Hacker News new | ask | show | jobs
by winfred 3797 days ago
I worked in large data centers before and I just don't see how this can be done practically. Data centers require quite a bit of physical maintenance.

Every computer design has some element that will render a large part of the design inoperable in case of failure. Either it is a SAN head (even if you have two, the fail over can malfunction), or a switch setup.
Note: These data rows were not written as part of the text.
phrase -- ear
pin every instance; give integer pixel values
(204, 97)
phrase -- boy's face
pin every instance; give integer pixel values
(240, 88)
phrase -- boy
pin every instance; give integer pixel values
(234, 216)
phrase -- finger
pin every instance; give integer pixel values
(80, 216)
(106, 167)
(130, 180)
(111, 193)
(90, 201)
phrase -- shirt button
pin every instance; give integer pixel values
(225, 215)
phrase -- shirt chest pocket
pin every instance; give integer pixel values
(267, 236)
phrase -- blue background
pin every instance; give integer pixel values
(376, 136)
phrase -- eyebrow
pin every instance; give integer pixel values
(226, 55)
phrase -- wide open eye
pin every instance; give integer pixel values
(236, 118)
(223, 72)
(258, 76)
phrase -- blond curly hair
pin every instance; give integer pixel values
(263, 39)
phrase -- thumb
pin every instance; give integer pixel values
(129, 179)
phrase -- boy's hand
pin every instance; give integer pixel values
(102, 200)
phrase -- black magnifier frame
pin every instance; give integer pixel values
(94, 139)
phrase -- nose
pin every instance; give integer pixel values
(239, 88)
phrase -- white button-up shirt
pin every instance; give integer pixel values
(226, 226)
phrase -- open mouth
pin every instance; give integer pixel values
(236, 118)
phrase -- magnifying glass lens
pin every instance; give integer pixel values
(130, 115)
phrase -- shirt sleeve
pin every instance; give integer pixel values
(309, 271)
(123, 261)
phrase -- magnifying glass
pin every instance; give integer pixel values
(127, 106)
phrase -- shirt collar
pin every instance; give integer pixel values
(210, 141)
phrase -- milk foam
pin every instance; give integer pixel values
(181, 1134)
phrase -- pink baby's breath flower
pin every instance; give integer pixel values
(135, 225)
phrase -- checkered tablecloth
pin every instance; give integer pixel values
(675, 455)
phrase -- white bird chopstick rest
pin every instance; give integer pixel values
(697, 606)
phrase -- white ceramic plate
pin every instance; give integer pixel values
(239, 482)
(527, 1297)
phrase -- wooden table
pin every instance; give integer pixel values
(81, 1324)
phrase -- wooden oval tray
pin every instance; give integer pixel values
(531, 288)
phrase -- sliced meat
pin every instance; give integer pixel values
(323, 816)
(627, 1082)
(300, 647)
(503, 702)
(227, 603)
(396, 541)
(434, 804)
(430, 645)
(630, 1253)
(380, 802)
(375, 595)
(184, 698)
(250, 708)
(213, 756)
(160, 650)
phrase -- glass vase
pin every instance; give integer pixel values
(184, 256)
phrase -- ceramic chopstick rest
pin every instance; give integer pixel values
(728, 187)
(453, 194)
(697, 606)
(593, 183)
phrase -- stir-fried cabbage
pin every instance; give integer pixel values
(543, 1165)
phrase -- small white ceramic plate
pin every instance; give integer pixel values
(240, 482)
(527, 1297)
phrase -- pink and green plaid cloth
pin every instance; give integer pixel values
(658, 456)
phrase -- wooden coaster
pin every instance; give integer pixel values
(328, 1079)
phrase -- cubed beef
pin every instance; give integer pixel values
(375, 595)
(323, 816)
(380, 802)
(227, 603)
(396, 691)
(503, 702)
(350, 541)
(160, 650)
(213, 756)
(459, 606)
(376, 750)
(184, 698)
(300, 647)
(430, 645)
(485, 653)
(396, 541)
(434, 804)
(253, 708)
Then there are things like failures of simultaneously purchased components (hard drives purchased at the same time, that are worked the same load will roughly fail at the time).

2 comments

Cloud datacenters are not complex heterogeneous mixes of components. There's no SAN head. It's one thing multiplied + some networking gear. Even if a top of rack switch fails they're still not going to yank the box yet because the TCO will be lowered by too much maintenance at this scale. They wait for their maint interval and fix everything at once (or just upgrade the hardware).
Think of a farm of small data center pods with cloud apps. When failure in a pod exceed useful threshold, apps are migrated out to other pods and the pod is retrieved, serviced and returned to its place.

A custom made barge with dynamic positioning gear and a grabbing/coupling system to detach the pod from the subsea grid, lift it, and then re-attach it would make the servicing relatively efficient.

I could see the roundtrip time for a full hardware replacement of a pod being under an hour, conceivably under 10-15 minutes.